We’ve chosen to work with OpenNMS and invest in further development because of their product - and their quality service. Well done Tarus, Jeff, David and the rest of the crew.
Of course, a little marketing polish wouldn’t hurt - as long as you understand it to mean -> engaging in a meaningful two-dialog with everyone involved in the process - budget holders, managers, engineers.
July 13th, 2008 at 12:11 pm
I believe the open source community needs to re-focus the way it engages it’s audience (their market, in commercial terms).
We need businesses to support us. To have faith & confidence in us as a community of experts - not as a bunch of geeks with a grudge.
We need to polish our messages - not to go “corporate”, but talk to them as peers. To engage in a dialog that they understand and feel welcomed by.
With the support of the non-technical sides of the business - so we get more involved. Our status as trusted advisors that we *really* looking out for their interests - not to fleece them via quasi-legal lock-ins.
That requires us all to invest in learning how to present ourselves.
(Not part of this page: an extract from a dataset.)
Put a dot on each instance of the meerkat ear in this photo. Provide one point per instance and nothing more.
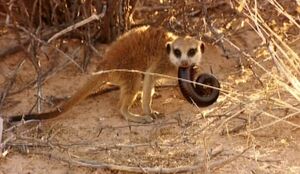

A “commercial” & a “community” website along side materials, webinars, demos and fully-enabled professional partner programmes to support the delivery of quality services - globally.
We need to compete head-to-head with HP, BMC, CA, EMC, IBM and the mid-tier too. We need to give those engineers that want to deploy our solutions the tools to be agents of change. They need business cases, support packages, structured professional services - they need the experience they receive from the traditional proprietary channel.
That’s a long way from where we are today - but at least the software is already there.